Raftopoulos, Kalyfommatou ve Constantinou [53] çalışmalarında, ışığın geometrik modelini optik konusunu uygun içerikte yerleştirmek ve gerekli önlemleri almak şartıyla, optik olaylarının öğretiminde vazgeçilmez olduğunu savunmuşlardır. Çalışmanın amacı, geometrik modeli optik öğretiminde, onun kullanışlılık ve verimi üzerine mümkün saldırılara karşı geçerli iddia ve örneklerle savunmaktır. Özellikle dalga ve tanecik modellerini bir noktada birleştiren nötral bir teori olan geometrik modelin sınırlılığı olarak, ışığın sadece yansıma ve kırılma özelliklerini açıklamada yeterli olduğu vurgulamışlardır. Newton, girişim saçaklarını açıklamada ışığın ışın modelini kullanmayı denemiş ancak geometik modelin notralliğini koruyamayacağını anlayıp ışınlara parçacık özelliği atamıştır. Bununla birlikte yazarlara göre en önemlisi, geometrik modelin dalga veya parçacık modellerinden biri ile uzlaşı içinde olup sınıfta

kullanılabileceğini düşünmeleridir. Buna göre ışık, eğer dalga ise bir ışık ışını dalga yüzünün hareket doğrultusunu, eğer parçacık ise ışık kaynağından salınan parçacıkların yönünü temsil eder. Araştırmacılara göre ışık konusunun tarihsel gelişimi iki sebepten dolayı yararlı öğretim aracı olabilir.

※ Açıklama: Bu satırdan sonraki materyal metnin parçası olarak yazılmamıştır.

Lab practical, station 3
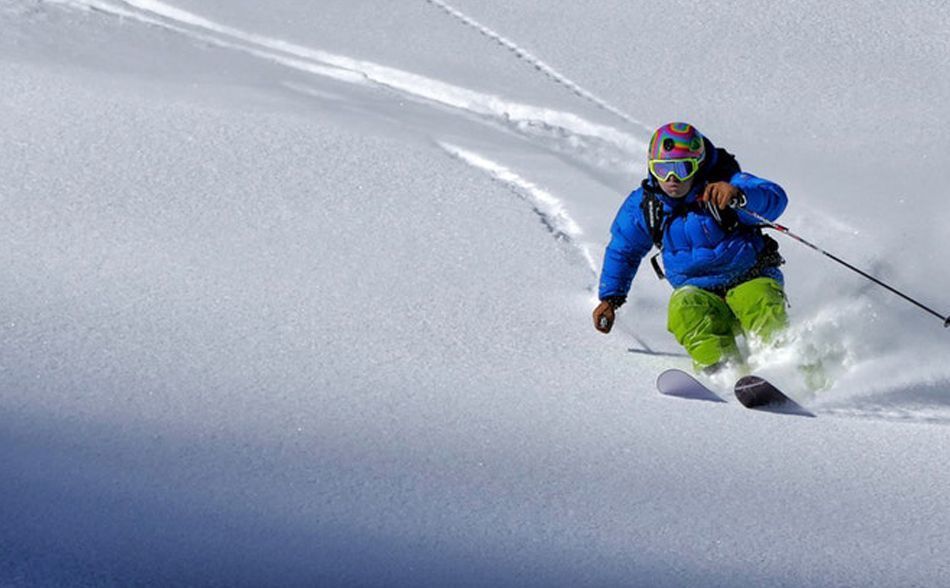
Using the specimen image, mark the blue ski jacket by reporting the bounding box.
[599,139,788,300]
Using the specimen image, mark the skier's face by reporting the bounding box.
[657,175,694,198]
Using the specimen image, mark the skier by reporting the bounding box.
[594,122,788,373]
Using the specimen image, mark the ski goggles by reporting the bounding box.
[648,159,700,182]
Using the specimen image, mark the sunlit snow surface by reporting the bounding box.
[0,0,950,586]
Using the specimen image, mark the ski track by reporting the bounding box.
[37,0,950,424]
[426,0,653,135]
[47,0,646,155]
[439,143,598,278]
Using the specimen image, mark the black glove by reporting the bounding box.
[594,296,625,333]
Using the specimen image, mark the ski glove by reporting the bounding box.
[594,296,625,333]
[699,182,742,210]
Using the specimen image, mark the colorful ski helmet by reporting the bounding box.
[647,122,706,163]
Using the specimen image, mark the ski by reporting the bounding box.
[735,376,815,417]
[735,376,791,408]
[656,369,725,402]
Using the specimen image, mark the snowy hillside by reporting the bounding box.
[0,0,950,586]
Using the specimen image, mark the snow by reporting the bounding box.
[0,0,950,586]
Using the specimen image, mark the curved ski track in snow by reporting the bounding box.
[439,143,597,276]
[41,0,645,155]
[33,0,950,423]
[48,0,632,296]
[426,0,652,133]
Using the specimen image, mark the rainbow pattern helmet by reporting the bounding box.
[647,122,706,163]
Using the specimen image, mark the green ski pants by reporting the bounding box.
[667,278,788,369]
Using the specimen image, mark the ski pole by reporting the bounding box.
[733,206,950,328]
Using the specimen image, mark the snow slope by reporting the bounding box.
[0,0,950,586]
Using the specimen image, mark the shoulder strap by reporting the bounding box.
[640,180,666,249]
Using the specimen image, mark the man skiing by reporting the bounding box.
[594,122,788,373]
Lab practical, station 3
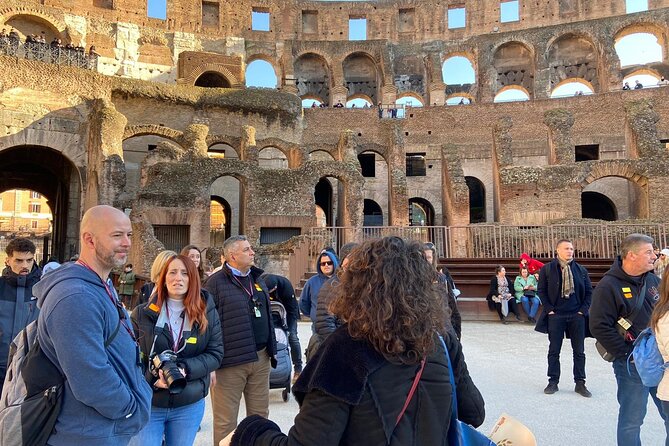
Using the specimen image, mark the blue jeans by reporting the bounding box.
[288,317,302,372]
[129,398,204,446]
[613,358,669,446]
[520,296,541,319]
[548,313,585,384]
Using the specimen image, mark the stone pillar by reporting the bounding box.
[625,99,666,158]
[425,82,446,105]
[544,108,575,164]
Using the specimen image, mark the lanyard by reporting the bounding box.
[165,302,184,352]
[76,259,139,346]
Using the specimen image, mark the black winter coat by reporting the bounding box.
[204,264,276,368]
[590,257,660,358]
[130,290,223,407]
[231,325,485,446]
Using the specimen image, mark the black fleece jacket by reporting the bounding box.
[590,257,660,358]
[231,325,485,446]
[131,290,223,407]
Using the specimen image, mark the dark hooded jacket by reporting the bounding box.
[0,265,42,384]
[34,263,152,446]
[590,257,660,358]
[131,290,223,407]
[300,251,339,322]
[231,325,485,446]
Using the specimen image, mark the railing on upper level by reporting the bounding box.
[310,222,669,259]
[0,36,98,71]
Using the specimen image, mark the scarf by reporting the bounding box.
[558,257,574,299]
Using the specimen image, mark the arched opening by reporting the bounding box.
[258,147,288,169]
[446,94,474,105]
[547,34,599,97]
[409,197,434,226]
[314,177,339,226]
[293,53,330,107]
[551,79,594,98]
[0,146,82,262]
[195,71,231,88]
[209,175,244,246]
[343,53,379,104]
[245,59,278,88]
[362,199,383,226]
[465,177,486,223]
[493,42,534,97]
[614,32,663,67]
[581,192,618,221]
[581,176,648,220]
[493,86,530,102]
[0,189,53,265]
[623,70,660,90]
[441,56,476,86]
[209,195,232,246]
[4,14,61,44]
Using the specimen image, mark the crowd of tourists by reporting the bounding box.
[0,206,669,446]
[0,28,98,69]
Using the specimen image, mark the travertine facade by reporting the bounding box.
[0,0,669,269]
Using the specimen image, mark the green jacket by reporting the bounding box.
[513,274,538,302]
[118,271,135,296]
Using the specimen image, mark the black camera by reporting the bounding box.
[149,350,187,394]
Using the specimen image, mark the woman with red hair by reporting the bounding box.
[131,255,223,446]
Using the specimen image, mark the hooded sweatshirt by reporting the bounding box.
[0,265,42,384]
[300,250,339,322]
[590,257,660,358]
[34,263,152,446]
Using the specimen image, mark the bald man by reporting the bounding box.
[34,206,152,446]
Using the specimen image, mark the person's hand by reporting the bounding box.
[218,431,235,446]
[153,370,169,389]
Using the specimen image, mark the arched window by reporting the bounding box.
[246,59,277,88]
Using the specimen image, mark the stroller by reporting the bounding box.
[269,300,292,402]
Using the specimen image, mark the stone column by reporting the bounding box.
[544,108,575,164]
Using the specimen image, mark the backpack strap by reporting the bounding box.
[105,318,121,348]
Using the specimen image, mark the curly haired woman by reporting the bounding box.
[225,237,484,446]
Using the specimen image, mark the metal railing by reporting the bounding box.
[0,36,98,71]
[310,223,669,259]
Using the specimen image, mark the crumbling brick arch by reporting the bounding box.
[493,40,535,98]
[123,124,183,148]
[342,51,383,104]
[0,7,66,43]
[181,63,243,88]
[293,51,333,104]
[244,53,284,88]
[581,165,650,218]
[545,32,599,92]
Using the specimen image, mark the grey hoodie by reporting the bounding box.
[33,263,152,446]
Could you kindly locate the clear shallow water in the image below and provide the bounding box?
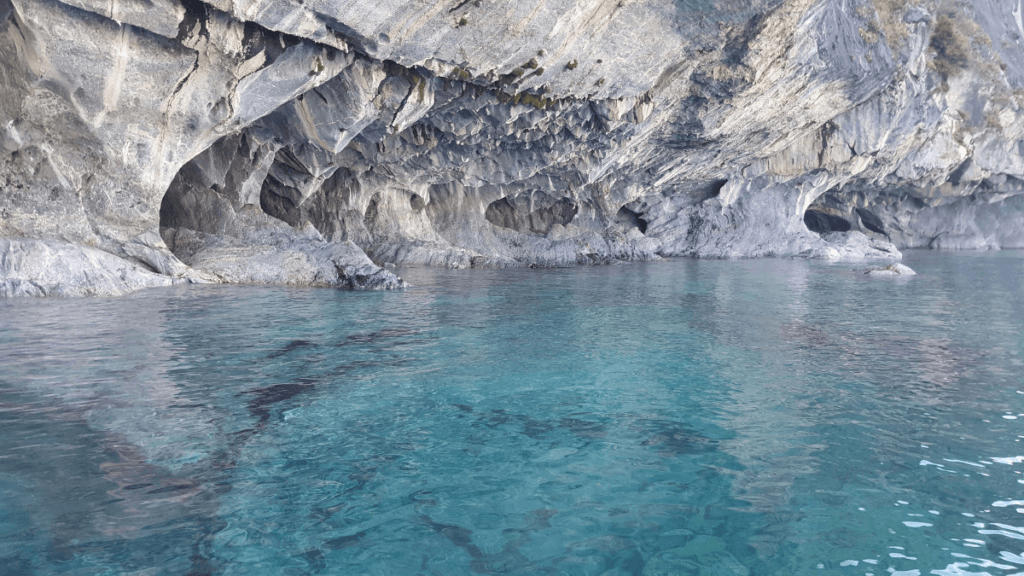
[0,252,1024,576]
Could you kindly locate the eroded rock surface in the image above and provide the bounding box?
[0,0,1024,295]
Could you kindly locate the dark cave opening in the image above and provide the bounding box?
[804,208,852,234]
[615,206,647,234]
[483,193,580,234]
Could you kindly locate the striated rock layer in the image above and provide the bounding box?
[0,0,1024,295]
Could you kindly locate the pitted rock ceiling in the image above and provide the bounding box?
[0,0,1024,296]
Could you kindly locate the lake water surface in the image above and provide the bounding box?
[0,252,1024,576]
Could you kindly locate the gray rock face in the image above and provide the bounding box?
[0,0,1024,295]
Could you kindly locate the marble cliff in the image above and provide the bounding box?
[0,0,1024,296]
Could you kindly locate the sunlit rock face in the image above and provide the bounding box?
[0,0,1024,295]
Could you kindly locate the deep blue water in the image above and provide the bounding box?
[0,252,1024,576]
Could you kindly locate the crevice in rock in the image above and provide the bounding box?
[804,208,852,234]
[483,191,580,234]
[615,206,647,234]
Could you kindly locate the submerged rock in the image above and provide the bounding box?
[864,262,918,276]
[0,0,1024,295]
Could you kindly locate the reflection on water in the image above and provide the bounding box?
[0,252,1024,576]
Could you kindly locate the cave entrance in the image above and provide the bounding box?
[483,191,580,234]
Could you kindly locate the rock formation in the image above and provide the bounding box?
[0,0,1024,296]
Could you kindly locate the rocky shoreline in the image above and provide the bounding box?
[0,0,1024,296]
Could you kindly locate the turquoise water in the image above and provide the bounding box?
[0,252,1024,576]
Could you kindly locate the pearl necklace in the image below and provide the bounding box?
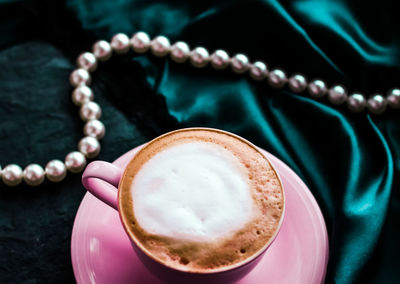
[0,32,400,186]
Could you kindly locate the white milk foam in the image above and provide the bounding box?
[131,142,253,242]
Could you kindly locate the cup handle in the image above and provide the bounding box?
[82,161,122,210]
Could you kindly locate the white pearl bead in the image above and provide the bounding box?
[386,89,400,109]
[268,69,287,88]
[78,136,100,159]
[111,33,130,54]
[347,93,367,112]
[72,85,94,106]
[308,79,328,98]
[230,53,250,74]
[367,94,386,114]
[210,49,229,70]
[92,40,112,61]
[131,32,151,53]
[83,119,106,140]
[24,164,45,186]
[76,52,97,72]
[1,164,23,186]
[328,85,347,105]
[79,102,101,121]
[65,151,86,173]
[250,61,268,81]
[45,160,67,182]
[150,36,171,57]
[288,74,307,93]
[69,68,91,87]
[190,47,210,68]
[170,41,190,63]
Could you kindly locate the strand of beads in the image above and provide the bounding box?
[0,39,110,186]
[131,32,400,114]
[0,32,400,186]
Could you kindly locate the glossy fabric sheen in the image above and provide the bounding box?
[0,0,400,283]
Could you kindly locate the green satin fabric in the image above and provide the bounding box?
[0,0,400,283]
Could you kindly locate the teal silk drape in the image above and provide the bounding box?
[0,0,400,283]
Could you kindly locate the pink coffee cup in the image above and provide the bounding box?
[82,130,283,284]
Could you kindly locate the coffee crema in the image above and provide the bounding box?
[119,128,284,273]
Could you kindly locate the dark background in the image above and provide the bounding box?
[0,0,400,283]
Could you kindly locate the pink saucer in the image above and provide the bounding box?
[71,147,329,284]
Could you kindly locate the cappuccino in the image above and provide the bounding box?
[119,128,284,273]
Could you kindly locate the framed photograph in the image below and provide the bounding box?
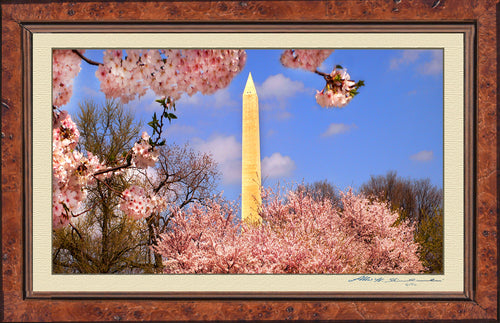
[2,1,498,321]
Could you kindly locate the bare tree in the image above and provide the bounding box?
[52,101,219,273]
[143,145,220,271]
[297,179,341,206]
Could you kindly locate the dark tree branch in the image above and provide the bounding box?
[73,49,103,66]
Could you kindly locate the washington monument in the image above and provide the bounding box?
[241,73,262,224]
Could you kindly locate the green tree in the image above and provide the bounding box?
[53,101,219,273]
[53,101,151,273]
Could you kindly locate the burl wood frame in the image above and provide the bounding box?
[0,0,499,321]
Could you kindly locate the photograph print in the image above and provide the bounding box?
[52,48,444,274]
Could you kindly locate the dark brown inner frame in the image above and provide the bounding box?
[0,0,500,322]
[23,23,475,300]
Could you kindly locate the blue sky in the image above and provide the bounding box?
[62,49,443,199]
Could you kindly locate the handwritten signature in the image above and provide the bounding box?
[348,276,442,286]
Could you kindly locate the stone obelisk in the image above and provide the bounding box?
[241,73,262,224]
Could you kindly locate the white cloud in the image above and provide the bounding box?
[165,123,196,136]
[124,90,161,112]
[257,74,306,102]
[212,88,238,108]
[193,135,241,184]
[82,86,104,97]
[410,150,434,162]
[178,92,203,105]
[321,123,356,137]
[178,88,238,108]
[262,153,296,178]
[390,49,422,70]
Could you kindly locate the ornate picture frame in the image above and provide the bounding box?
[2,1,498,321]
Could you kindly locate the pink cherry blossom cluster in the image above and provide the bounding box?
[52,111,103,229]
[155,192,425,274]
[120,185,167,220]
[52,49,84,107]
[96,49,246,103]
[316,69,356,108]
[132,131,159,168]
[280,49,333,72]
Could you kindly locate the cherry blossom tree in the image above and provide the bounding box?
[280,49,365,108]
[53,49,363,228]
[53,50,246,229]
[155,191,425,273]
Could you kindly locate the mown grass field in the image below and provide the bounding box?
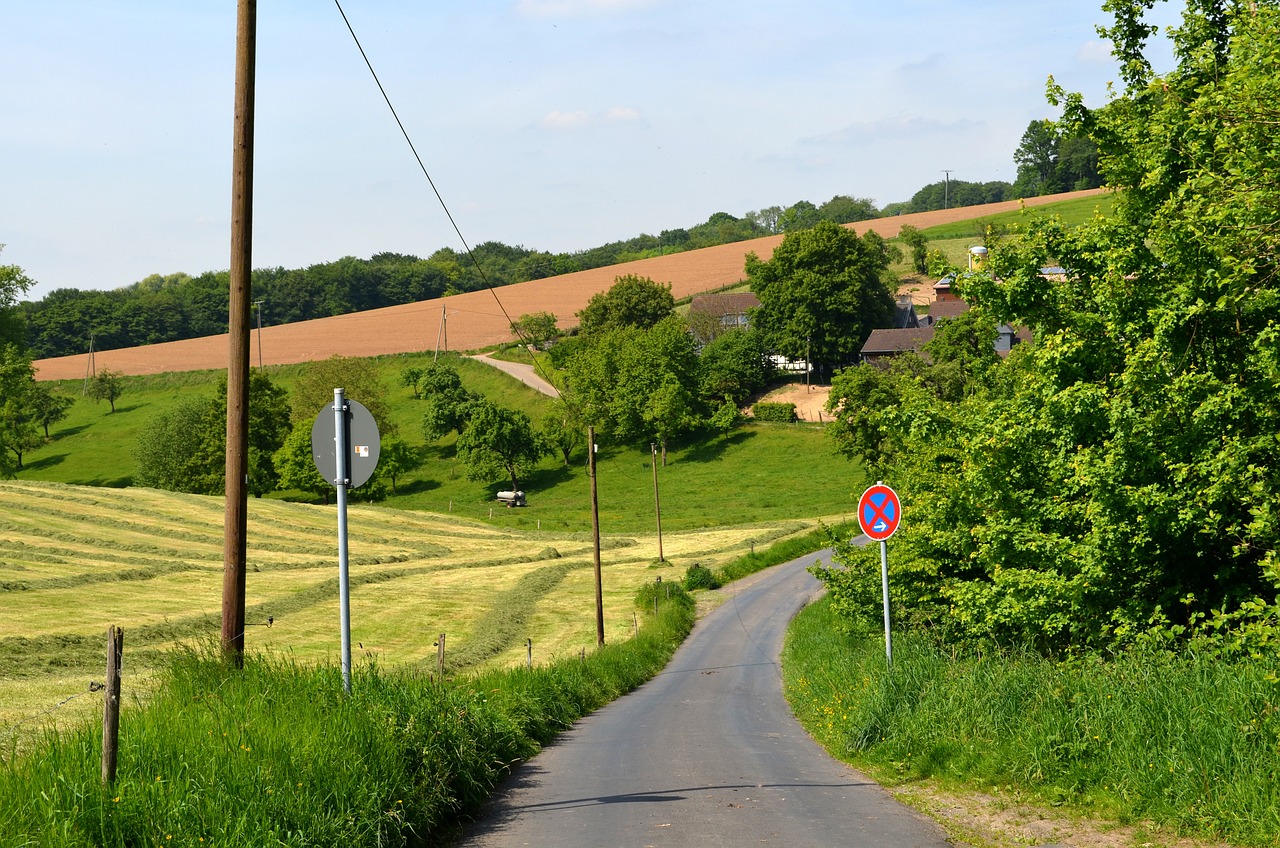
[0,480,817,744]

Bunlardan ilki iki modelin; (dalga ve tanecik) varoluşunu hatırlatmanın öğrencilerde bilimsel modelin ne olduğunu, nasıl kullanıldığını ve sınırlarının nereye kadar devam ettiğini anlamalarına yardımcı olacağıdır. İkinci olarak, ışığın şekilsel veya geometrik modelinin öğretme öğrenme aktivitelerinin sunumunda öğrencilerin bilişsel profilleri ile uyacak şekilde daha yararlı verilmesini sağlayacağı görüşüdür.

Raftopoulos ve ark. [53], ilk ve ortaöğretim öğrencilerinin, öğretimden önce ve sonra geometrik optikteki kavramsal açıklamalarını daha önce yapılan çalışmalardan incelemişlerdir. Bu çalışmalarda öğretim öncesi kavramsal açıklamaların, Newton’un “ışık bir ışınlar takımı” modeli ile uyuşup uyuşmadığı ve öğretim sonrasında ortaya çıkan kavram yanılgılarının sebeplerine bakılmıştır. Her nekadar araştırmacılar tarafından geometrik modelin, bir soruda dalga modelinin kullanımı gerektiğinde bunun doğru kullanımını engellediği bildirilmişse de araştırmacılar çalışmanın devamında geometrik modeli kullanmanın belli optik olayların öğrenmesini arttıracağını vurgulamaktadırlar. Buna göre, öğrenmenin bilişsel yapısı da gözönüne alınarak öğrencilere önce alanın temel özelliklerini ve işleyişini vermek gerekmektedir. Işığın dalga ve tanecik modelini düşünecek kadar gelişmişlik saviyesinde olmayan öğrencilere, ışın modelini kullanarak ışığın geometrik modeliyle öğretim yapmak onlarda ışığın uzayda yol alan fiziksel bir varlık olduğu fikrini aşılayabileceği vurgulanmaktadır. Raftopoulos ve ark. [53], Newton’ un da ışık teorisi ile ilgili çalışmalarında inandığı gibi okullarda ışık konusu öğretilirken önce ışığın özelliğinin öğrencilere verilmesini, ardından ışığın doğası ile ilgili çalışmalara girilmesini savunmaktadırlar. Böylelikle ışınların geometrik modelinin kullanımıyla küçük yaş grubu öğrenciler için zor olan ışığın doğası hakkındaki tartışmalardan kaçınılacağı ve ışığın özelliklerinin anlaşılarak daha sonra ışığın doğası hakkında daha karmaşık fikirleri yorumlayabileceklerini düşünmüşlerdir.